Britisches Parlament stimmt dem Rückzugsvertrag für den Brexit zu

Das britische Parlament hat das Brexit-Gesetz von Premierminister Boris Johnson verabschiedet, mit dem der Austritt Großbritanniens aus der EU genehmigt wird. Die Abstimmung endet mit jahrelangen Auseinandersetzungen um die anfänglichen Bedingungen des britischen Rückzugs. Das Mitglied des Unterhauses ratifizierte am Donnerstagabend mit 330 gegen 231 Stimmen das Gesetz über das Rückzugsabkommen der Regierung.
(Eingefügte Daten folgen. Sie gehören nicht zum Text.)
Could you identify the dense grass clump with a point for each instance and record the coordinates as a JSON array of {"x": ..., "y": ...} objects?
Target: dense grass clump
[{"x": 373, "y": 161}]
Das Gesetz, das nächste Woche dem Oberhaus zur weiteren Prüfung vorgelegt wird, ebnet den Weg für Großbritannien, die Europäische Union im Januar zu verlassen 31. Der Gesetzgeber hat im vergangenen Jahr die wiederholten Bemühungen von Premierminister Boris Johnson und seiner Vorgängerin Theresa May, die Unterstützung für ihre Brexit-Vereinbarungen zu sichern, abgelehnt. Die angenehme Mehrheit von 80 Sitzen, die Johnson bei den Parlamentswahlen im Dezember gewonnen hatte, bedeutete jedoch, dass es nie Zweifel gab, dass das Gesetz diesmal verabschiedet werden würde. Das Gesetz befasst sich mit anfänglichen Problemen im Zusammenhang mit der Trennung – wie den Rechten der EU-Bürger und der finanziellen Abwicklung Großbritanniens. Es sieht auch eine elfmonatige Übergangsfrist vor, um eine umfassendere Partnerschaft mit den verbleibenden 27 Nationen zu vereinbaren. Das Abkommen muss auch vom Europäischen Parlament ratifiziert werden. Vor der Abstimmung erklärte Brexit-Sekretär Steve Barclay, die Abstimmung würde es Großbritannien ermöglichen, von einer langen Zeit der Unsicherheit abzuweichen. “Diese Gesetzesvorlage sichert unseren Austritt aus der Europäischen Union mit einem Abkommen, das den Unternehmen Sicherheit gibt, die Rechte unserer Bürger schützt und sicherstellt, dass wir die Kontrolle über unser Geld, unsere Grenzen, unsere Gesetze und unsere Handelspolitik wiedererlangen”, sagte Barclay. Das offizielle Austrittsdatum markiert nur den Beginn der Bemühungen Großbritanniens, die Beziehungen zu seinem engsten Handelspartner zurückzusetzen – der trotz des Verlusts eines der drei größten Wirtschaftsmotoren der Welt der größte Einzelmarkt bleiben wird. Johnson hat bisher darauf bestanden, dass die Übergangsfrist, die die nächste Phase der Gespräche ermöglichen soll – in der Großbritannien in den Haushalt des Blocks einzahlen muss und an die meisten seiner Regeln gebunden bleibt -, nicht verlängert wird.